If a pixel is not in shadow, it's not in shadow.

If a pixel is in shadow, you can look up the "transparent texture" to tell whether it's in transparent shadow or in opaque shadow, and what the transparent value should be.

StarCraft2 use a similar approach

http://developer.amd.com/wordpress/media/2013/01/Chapter05-Filion-StarCraftII.pdf section 5.8

Thank you. It is an informative article.

The starcraft approach has double depth information, as I read it, as well as the translucency color buffer. This presents many issues to me. The correctness of the translucent shadows is dependant on the position of the shadow reciever. The blended translucency is correct only if the reciever sits behind both casters. If it is between the casters the color will be incorrect.

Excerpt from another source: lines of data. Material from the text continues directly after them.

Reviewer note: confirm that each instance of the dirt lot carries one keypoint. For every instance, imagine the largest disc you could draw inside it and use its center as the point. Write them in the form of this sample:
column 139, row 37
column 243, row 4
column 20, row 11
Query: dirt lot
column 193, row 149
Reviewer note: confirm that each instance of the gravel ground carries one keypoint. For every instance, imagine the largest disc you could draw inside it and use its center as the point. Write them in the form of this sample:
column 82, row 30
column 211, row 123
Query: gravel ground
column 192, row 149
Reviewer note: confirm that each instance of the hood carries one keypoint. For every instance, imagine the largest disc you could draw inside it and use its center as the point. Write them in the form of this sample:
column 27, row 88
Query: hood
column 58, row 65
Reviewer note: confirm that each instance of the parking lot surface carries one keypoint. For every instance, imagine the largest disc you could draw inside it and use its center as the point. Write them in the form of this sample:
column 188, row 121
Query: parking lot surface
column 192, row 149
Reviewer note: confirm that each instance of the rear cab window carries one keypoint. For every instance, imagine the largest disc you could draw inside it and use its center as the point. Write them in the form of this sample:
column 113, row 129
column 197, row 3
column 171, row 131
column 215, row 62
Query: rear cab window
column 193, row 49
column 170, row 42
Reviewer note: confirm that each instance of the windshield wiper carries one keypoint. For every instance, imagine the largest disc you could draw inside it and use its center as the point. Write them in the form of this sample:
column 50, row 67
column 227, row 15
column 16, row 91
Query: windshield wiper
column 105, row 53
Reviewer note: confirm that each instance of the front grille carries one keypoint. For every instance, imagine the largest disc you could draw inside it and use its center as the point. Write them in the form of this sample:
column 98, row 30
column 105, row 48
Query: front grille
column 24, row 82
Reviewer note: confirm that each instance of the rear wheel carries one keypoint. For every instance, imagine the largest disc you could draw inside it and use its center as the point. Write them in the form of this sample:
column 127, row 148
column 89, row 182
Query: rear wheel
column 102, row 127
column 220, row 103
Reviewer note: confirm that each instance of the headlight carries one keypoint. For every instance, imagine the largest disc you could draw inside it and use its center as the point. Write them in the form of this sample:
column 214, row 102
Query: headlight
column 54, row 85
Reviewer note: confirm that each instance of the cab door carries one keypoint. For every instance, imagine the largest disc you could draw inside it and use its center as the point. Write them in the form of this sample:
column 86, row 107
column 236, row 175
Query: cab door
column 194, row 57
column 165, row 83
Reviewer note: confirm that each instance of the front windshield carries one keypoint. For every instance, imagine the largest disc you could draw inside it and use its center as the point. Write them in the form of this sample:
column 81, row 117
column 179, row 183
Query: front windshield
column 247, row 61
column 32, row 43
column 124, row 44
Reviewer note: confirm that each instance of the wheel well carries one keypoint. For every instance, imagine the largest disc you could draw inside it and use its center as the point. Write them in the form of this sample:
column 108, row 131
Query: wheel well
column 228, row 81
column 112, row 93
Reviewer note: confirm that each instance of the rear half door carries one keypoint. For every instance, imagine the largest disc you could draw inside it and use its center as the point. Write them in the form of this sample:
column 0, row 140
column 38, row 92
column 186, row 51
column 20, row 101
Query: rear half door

Applying this thinking to the crytek approach, which I think only uses a single shadow depth and the alpha texture, I still do not see how it could be correct under most circumstances. If you don't write the depth of the translucent shadow caster then it is never correct. If you do write the depth of the translucent shadow caster then if something is occluded by both the translucent and an opaque shadow casters it will have the transparency applied erroniously.

The starcraft dual shadowmap approach sounds okay for very flat scenes, like in starcraft. Applying it to something like crysis scene, I am not so sure. Is my thinking getting close?

Crytek's approach has only one drawback - transparent surfaces can't cast shadows onto other transparent surfaces.

It works as follows:
1. Draw opaque surfaces into shadowmap
2. Clear translucency map to white
3. Draw translucents into translucency map with opaque shadow map as depth buffer and depth writes disabled
4. In order to apply shadows sample shadow map and translucency map. Shadow = Min(ShadowMapDepthTest, TranslucencyMap).

So if translucent shadow caster is behind the opaque one it will be discarded by the depth test. In other case it will modify translucency map, but it won't matter as depth test result will override this value during shadow evaluation.